Tuesday, March 8, 2011

The Broken House

I have decided to post some blogs about our house project. Many of our earlier projects were of done out of necessity: fixing water leaks, repiping, having the drains cleaned, fixing the sagging roof, installing a new furnace, putting in a french drain... Now we are getting to doing some of the things we want to do.

The first of these, non- necessary projects we did when we had the furnace put in. The ceiling in the hallway was originally 7' 2" high. Don't ask me why. There wasn't anything in that space except one electrical wire, which was easily moved.




When we bought the house, the furnace was in the garage. The old cold air return used to run through the crawl space and into the bottom of a coat closet. When a previous owner remodeled the kitchen, the coat closet was eliminated. The cold air return plenum was rebuilt out of aluminum and came up a 2x4 wall to a register in the entryway. The cold air return ducting was all knocked apart and the bottom of the aluminum plenum had corroded away. The supply duct in the attic also had a 5" gap in it. If the furnace had worked, which it didn't, it would have pulled in air from the crawl space and blown it into the attic! It was time for an all new system.

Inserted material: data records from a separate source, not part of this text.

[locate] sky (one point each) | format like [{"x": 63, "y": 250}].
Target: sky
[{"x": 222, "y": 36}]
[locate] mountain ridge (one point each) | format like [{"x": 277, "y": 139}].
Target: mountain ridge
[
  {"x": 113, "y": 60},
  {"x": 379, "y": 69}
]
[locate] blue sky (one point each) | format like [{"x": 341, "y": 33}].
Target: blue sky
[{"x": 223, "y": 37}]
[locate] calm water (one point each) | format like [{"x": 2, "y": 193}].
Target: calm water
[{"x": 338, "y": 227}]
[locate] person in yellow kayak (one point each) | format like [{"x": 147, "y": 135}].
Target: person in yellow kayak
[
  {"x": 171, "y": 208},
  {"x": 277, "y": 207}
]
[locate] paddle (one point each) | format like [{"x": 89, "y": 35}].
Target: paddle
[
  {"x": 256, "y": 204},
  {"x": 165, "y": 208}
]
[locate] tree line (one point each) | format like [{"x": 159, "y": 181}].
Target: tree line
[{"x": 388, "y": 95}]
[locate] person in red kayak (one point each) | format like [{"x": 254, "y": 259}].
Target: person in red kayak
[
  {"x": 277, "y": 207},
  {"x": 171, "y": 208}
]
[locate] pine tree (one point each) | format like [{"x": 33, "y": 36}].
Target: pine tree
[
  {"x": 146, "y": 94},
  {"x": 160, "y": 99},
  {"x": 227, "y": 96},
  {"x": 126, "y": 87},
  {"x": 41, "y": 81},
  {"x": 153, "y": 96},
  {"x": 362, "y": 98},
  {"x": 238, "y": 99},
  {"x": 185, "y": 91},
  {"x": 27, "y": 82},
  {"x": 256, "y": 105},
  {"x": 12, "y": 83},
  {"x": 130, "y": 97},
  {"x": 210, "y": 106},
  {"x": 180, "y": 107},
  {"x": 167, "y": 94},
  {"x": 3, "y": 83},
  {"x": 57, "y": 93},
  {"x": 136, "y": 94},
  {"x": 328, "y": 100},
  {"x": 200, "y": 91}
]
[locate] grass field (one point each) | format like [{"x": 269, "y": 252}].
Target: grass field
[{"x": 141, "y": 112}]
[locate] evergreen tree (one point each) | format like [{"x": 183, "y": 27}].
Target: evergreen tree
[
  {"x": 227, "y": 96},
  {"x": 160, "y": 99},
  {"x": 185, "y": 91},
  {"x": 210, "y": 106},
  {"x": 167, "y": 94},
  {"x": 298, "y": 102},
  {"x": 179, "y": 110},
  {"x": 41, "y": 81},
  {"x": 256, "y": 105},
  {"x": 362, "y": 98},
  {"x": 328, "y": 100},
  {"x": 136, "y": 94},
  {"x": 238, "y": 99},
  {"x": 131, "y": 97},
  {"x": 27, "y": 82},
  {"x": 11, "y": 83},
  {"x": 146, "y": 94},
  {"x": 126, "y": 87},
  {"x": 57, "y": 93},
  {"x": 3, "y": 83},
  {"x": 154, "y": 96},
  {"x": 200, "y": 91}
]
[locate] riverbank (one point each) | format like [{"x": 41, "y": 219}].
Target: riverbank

After struggling to find a convenient location to put the cold air return, we decided to put the furnace in the attic. This solved the cold air return problem as well as made the furnace more centrally located, It also made more room in the garage, which I would like to use as a woodworking shop someday.

We had a 96% efficiency, 2 stage gas furnace, with all new ducts and cold air return installed. It was decided that the best place to install it was over the hallway but there was a problem. The joist were 10" lower there. I didn't like the low ceiling anyway so I raised it up to 8' like the rest of the house. It looks much better now.

We also added recessed can lights on 3 way switches, a hardwired smoke detector, and and an outlet in the hallway for the vacuum. Today I hung new drywall on the right side of the hall. On the left side you can see where I have added temporary drywall where the old ceiling used to be. That side will have to wait until we remodel the entryway.

The name for this post comes from our grandsons who are continually saying that our "house is broke."